Due to the dynamic nature of human language, automatic speech recognition (ASR) systems need to continuously acquire new vocabulary. Out-Of-Vocabulary (OOV) words, such as trending words and new named entities, pose problems to modern ASR systems that require long training times to adapt their large numbers of parameters. Different from most previous research focusing on language model post-processing, we tackle this problem on an earlier processing level and eliminate the bias in acoustic modeling to recognize OOV words acoustically. We propose to generate OOV words using text-to-speech systems and to rescale losses to encourage neural networks to pay more attention to OOV words. Specifically, we enlarge the classification loss used for training neural networks' parameters of utterances containing OOV words (sentence-level), or rescale the gradient used for back-propagation for OOV words (word-level), when fine-tuning a previously trained model on synthetic audio. To overcome catastrophic forgetting, we also explore the combination of loss rescaling and model regularization, i.e. L2 regularization and elastic weight consolidation (EWC). Compared with previous methods that just fine-tune synthetic audio with EWC, the experimental results on the LibriSpeech benchmark reveal that our proposed loss rescaling approach can achieve significant improvement on the recall rate with only a slight decrease on word error rate. Moreover, word-level rescaling is more stable than utterance-level rescaling and leads to higher recall rates and precision rates on OOV word recognition. Furthermore, our proposed combined loss rescaling and weight consolidation methods can support continual learning of an ASR system.

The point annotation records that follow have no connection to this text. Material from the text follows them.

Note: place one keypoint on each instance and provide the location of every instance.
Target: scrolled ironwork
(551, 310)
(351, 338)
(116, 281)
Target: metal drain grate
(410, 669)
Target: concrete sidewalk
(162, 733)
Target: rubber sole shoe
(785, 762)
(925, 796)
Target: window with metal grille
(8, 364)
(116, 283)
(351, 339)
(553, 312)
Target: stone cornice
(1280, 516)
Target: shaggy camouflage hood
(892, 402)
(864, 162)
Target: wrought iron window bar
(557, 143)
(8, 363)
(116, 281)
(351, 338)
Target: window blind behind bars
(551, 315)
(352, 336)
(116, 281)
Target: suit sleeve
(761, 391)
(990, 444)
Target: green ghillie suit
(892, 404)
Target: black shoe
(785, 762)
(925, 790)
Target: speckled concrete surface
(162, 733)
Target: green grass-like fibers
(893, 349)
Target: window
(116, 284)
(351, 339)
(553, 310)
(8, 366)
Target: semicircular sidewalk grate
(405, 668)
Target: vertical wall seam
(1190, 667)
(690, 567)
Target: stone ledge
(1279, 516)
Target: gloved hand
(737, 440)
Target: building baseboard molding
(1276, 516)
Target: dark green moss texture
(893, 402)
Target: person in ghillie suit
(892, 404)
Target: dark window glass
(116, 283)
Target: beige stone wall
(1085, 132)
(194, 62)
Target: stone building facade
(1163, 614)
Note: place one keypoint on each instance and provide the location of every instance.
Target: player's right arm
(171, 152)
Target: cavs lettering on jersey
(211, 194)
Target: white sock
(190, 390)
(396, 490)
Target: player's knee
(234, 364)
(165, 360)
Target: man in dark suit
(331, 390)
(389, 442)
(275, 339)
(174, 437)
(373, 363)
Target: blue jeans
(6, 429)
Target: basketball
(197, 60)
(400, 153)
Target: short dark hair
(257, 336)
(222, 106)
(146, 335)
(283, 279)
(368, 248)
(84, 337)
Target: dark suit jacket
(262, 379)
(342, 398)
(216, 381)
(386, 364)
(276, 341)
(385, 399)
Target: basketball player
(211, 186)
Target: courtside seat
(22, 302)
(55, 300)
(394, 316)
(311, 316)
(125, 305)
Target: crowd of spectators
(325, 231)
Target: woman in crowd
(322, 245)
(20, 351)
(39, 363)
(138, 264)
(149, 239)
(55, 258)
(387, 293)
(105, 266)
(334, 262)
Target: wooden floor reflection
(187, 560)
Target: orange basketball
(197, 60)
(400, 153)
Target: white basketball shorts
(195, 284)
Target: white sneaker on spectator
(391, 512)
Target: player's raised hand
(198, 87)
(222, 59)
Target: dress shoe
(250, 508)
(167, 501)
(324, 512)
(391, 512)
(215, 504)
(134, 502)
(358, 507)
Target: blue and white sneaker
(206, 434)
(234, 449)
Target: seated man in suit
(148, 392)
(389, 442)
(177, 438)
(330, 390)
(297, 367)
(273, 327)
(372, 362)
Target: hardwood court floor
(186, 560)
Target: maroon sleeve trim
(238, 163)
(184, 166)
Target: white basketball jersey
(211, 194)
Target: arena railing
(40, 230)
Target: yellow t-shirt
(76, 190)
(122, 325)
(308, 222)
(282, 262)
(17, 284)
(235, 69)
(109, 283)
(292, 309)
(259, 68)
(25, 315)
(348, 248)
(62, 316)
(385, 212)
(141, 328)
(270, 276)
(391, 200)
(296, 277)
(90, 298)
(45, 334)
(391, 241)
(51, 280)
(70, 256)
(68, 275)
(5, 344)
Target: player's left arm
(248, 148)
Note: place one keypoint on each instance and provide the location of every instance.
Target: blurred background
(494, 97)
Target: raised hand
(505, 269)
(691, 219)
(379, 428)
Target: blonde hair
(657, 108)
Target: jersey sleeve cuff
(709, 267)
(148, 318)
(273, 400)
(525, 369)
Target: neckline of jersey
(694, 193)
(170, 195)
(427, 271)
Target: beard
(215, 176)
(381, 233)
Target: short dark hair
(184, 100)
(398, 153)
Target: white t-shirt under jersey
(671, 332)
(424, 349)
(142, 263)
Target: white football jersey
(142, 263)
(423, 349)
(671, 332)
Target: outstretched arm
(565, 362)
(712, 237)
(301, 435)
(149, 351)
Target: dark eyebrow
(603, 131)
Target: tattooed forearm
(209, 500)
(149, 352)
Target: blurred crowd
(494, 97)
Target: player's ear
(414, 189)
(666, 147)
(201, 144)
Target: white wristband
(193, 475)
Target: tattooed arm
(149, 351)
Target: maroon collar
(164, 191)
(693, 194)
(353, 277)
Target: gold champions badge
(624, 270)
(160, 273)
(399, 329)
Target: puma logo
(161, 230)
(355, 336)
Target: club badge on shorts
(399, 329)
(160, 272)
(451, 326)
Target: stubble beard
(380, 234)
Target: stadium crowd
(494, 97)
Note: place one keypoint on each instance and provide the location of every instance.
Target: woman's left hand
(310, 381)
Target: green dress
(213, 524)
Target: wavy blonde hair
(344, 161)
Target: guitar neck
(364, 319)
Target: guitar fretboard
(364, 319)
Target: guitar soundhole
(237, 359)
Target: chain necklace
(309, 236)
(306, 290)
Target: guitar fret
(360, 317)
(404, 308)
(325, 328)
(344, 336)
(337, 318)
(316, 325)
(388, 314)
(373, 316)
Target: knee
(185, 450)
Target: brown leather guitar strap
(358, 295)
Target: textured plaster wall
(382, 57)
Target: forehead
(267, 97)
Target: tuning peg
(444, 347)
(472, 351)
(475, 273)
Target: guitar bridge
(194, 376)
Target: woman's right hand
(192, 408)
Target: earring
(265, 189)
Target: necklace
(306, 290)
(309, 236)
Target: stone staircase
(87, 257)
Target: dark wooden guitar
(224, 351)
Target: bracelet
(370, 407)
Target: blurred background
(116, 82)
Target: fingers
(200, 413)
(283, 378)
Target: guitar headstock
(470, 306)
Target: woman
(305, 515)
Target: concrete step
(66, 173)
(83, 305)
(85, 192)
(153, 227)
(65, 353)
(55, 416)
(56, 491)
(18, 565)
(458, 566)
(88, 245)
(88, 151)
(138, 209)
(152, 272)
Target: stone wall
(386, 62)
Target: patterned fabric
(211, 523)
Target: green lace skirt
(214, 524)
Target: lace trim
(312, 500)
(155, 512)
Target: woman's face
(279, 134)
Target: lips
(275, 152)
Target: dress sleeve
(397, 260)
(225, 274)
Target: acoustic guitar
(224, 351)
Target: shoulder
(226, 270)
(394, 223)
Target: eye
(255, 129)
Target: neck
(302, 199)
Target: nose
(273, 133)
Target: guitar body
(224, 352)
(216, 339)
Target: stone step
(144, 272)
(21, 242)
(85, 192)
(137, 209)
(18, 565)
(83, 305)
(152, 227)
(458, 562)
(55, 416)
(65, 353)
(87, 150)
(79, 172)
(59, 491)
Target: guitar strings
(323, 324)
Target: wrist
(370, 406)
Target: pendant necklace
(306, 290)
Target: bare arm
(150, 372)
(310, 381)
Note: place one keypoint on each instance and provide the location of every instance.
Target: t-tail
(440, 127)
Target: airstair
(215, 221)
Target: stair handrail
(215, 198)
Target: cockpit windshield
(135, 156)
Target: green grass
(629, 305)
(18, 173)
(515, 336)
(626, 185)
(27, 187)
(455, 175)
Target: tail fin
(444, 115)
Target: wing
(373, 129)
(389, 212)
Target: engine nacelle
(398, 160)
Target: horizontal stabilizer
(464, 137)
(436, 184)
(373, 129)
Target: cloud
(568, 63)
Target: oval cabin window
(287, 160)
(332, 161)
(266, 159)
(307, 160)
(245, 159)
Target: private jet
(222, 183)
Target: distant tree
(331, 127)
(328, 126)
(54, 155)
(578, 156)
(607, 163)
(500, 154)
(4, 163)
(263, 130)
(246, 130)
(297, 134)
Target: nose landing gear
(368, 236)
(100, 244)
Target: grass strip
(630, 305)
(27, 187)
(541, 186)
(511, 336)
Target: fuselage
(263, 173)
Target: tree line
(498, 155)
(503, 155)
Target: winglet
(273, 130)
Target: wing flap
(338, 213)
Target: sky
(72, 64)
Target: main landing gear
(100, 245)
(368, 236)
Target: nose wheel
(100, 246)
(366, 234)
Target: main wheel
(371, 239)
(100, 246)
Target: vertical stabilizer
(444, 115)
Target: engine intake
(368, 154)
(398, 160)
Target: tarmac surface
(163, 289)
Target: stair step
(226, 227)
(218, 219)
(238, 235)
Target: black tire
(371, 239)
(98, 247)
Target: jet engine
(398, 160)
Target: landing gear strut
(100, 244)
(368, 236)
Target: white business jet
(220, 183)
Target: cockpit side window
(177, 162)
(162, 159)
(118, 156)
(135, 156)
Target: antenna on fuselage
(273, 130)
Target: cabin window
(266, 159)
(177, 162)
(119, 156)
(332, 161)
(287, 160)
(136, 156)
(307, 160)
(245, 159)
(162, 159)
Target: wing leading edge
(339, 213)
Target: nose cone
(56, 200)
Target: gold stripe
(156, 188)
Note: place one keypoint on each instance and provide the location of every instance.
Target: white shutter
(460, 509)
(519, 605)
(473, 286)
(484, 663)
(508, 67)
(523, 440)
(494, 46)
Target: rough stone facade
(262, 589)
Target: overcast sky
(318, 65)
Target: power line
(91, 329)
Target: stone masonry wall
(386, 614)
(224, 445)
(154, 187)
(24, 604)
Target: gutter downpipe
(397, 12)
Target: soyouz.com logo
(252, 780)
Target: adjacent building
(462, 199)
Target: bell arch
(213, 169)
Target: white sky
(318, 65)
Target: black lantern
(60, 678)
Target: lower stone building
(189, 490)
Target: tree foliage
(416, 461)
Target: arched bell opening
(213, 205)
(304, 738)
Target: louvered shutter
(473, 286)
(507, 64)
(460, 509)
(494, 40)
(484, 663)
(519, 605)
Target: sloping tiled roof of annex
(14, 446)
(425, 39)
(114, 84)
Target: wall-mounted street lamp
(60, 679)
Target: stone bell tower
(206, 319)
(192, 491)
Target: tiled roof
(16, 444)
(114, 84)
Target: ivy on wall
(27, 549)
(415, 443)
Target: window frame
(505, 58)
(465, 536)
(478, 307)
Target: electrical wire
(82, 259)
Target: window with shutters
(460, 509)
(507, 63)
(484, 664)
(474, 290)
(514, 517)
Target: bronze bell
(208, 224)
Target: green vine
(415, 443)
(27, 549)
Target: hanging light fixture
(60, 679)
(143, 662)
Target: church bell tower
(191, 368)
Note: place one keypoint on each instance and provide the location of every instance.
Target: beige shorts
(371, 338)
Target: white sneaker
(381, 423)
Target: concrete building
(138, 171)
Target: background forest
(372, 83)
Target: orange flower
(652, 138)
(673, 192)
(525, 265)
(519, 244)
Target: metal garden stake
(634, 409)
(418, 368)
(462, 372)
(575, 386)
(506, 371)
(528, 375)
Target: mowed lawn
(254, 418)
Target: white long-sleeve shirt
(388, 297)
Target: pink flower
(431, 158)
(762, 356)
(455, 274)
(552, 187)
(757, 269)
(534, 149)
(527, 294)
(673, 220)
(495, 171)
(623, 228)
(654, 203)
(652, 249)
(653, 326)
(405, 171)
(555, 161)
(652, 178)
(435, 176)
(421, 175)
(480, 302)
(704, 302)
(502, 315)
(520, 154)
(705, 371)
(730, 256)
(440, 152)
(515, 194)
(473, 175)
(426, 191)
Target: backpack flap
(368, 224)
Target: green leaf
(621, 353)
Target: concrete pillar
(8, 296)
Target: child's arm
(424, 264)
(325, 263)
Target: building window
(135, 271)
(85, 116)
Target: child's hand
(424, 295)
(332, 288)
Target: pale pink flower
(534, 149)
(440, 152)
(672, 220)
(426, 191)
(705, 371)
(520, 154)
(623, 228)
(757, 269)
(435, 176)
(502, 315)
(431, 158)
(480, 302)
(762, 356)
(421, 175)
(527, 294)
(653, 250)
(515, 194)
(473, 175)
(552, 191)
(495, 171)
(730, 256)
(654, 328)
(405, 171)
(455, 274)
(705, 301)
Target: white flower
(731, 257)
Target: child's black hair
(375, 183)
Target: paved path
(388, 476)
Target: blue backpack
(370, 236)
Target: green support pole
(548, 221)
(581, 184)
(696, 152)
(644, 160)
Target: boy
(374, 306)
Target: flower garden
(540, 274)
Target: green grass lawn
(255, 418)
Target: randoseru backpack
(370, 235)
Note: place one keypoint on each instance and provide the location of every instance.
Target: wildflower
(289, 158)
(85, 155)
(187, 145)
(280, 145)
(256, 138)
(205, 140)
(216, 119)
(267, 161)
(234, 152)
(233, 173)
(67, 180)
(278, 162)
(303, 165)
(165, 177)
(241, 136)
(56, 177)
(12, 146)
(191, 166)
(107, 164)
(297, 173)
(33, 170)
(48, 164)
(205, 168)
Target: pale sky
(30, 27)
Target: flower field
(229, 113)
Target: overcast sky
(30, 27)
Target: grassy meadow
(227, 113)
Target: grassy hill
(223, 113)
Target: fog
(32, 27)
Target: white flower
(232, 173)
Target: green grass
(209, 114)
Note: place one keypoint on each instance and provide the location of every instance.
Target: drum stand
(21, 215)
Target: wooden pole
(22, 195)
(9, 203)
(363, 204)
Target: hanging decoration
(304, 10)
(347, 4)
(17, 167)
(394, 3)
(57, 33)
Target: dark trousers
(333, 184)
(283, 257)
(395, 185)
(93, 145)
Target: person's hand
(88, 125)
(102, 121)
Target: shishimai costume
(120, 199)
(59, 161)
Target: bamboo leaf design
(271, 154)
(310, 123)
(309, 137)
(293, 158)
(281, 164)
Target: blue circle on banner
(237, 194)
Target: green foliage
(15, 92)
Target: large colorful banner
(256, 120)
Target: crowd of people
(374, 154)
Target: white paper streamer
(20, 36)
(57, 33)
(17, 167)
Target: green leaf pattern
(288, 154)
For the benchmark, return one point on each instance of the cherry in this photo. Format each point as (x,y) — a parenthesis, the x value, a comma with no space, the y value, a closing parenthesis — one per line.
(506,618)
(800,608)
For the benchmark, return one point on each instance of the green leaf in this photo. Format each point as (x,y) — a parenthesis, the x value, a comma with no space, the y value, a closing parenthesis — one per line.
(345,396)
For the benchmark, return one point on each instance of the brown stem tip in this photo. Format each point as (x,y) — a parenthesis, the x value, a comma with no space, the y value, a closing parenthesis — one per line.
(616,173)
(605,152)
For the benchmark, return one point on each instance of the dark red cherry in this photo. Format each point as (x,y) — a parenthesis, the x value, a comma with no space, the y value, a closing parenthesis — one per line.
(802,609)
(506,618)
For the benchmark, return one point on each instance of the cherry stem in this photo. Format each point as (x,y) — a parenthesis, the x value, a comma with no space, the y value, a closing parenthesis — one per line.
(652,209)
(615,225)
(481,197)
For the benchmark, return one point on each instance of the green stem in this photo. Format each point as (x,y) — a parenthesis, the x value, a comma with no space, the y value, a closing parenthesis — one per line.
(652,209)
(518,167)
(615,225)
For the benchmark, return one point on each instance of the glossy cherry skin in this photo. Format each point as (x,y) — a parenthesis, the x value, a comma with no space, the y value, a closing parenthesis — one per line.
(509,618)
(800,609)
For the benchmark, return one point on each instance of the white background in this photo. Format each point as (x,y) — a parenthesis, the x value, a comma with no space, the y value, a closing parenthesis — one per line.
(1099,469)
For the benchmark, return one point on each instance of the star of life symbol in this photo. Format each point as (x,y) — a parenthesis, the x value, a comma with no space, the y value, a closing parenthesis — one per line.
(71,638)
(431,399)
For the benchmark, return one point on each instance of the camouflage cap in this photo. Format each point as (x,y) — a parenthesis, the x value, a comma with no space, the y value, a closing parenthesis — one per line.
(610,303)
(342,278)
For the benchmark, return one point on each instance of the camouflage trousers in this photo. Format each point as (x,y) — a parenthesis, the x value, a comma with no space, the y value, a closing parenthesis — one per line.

由于人类语言的动态特性,自动语音识别(ASR)系统需要不断获取新词汇。词汇表外(OOV)的单词,如热门词汇和新的命名实体,给现代ASR系统带来了问题,这些系统需要很长的训练时间来调整其大量参数。与以往大多数专注于语言模型后处理的研究不同,我们在更早的处理阶段解决这个问题,并消除声学建模中的偏差,以便从声学上识别OOV单词。我们建议使用文本转语音系统生成OOV单词,并重新调整损失,以鼓励神经网络更多地关注OOV单词。具体来说,当在合成音频上微调先前训练的模型时,我们扩大用于训练包含OOV单词的话语(句子级)的神经网络参数的分类损失,或者重新调整用于OOV单词反向传播的梯度(单词级)。为了克服灾难性遗忘,我们还探索了损失重新调整和模型正则化的组合,即L2正则化和弹性权重巩固(EWC)。与仅使用EWC微调合成音频的先前方法相比,在LibriSpeech基准测试上的实验结果表明,我们提出的损失重新调整方法可以在召回率上取得显著提高,而单词错误率仅略有下降。此外,单词级重新调整比句子级重新调整更稳定,并且在OOV单词识别上导致更高的召回率和精确率。此外,我们提出的损失重新调整和权重巩固相结合的方法可以支持ASR系统的持续学习。